A big headline that surfaced last week was the removal of price bands from the sale of premium motor spirit (PMS). The move comes at a time when public revenues have been constrained by the slump in oil prices and cartel production limits. According to the Minister of Finance, Zainab Ahmed, government revenue is expected to plunge by 65% in 2020. Thus, the need to eliminate subsidies is a welcome development as external debts service gulps a significant portion of revenues. While the move may heighten inflationary pressures, amidst tight consumer wallets, we expect short term price differentials to narrow within weeks, given the presence of many downstream players and absence of product differentiation. However, geographical variation in prices may occur due to distribution costs. With Apapa Port as the entry point of imported PMS products, we may see higher prices in the Middle Belt regions than in the South West. Going forward, the big question remains – will the Federal Government return to a subsidy regime? The pro-market policy may be sustained due to prevalent low oil price environment. In addition, this reform could enhance the country’s chance of securing cheap concessionary loans from the World Bank and IMF, which will buoy external reserves.
Equity: The domestic bourse recorded a mixed trading session last week, with significant selloffs at the beginning of the week, and bargain hunting activities in the last two sessions due to attractive dividend yields.
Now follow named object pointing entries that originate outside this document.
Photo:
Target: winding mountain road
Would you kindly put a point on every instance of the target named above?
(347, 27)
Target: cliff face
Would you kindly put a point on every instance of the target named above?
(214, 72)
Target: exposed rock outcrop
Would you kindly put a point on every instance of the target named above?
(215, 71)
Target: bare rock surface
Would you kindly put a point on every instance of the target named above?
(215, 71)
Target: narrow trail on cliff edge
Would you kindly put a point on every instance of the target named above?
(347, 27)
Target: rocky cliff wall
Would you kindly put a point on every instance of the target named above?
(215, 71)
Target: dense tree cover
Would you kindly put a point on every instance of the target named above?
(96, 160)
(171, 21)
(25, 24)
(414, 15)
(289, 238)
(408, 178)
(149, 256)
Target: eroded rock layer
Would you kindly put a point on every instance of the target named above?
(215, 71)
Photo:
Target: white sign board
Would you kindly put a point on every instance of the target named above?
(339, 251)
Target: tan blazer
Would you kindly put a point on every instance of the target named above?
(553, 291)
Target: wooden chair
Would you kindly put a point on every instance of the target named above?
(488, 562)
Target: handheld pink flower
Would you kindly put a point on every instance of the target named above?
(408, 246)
We expect the performance of the market in the next few sessions to be largely dependent on events around indicators such as: global crude oil price movements, news around the second wave of the COVID-19 pandemic as well as liquidity in the FX market.
Stock Watch: Still recovering from the sell pressure witnessed at the beginning of last week, the Banking sector closed as the best performing sector on Friday, rising 76bps due to capital appreciation in STANBIC (+390bps), UBN (+204bps), ZENITHBANK (+147bps), ETI (+120bps), GUARANTY (+101bps) and FBNH (+100bps) w/w, largely on the back of bargain hunting activities in GUARANTY (+331bps), STANBIC (+133bps), ZENITHBANK (+116bps) and ACCESS (+78bps) among others.
Fixed Income: We expect the market to extend its run of positive trading days into Monday’s session, as system liquidity ought to support another round of buy-side activity across the domestic universe of the fixed income instruments.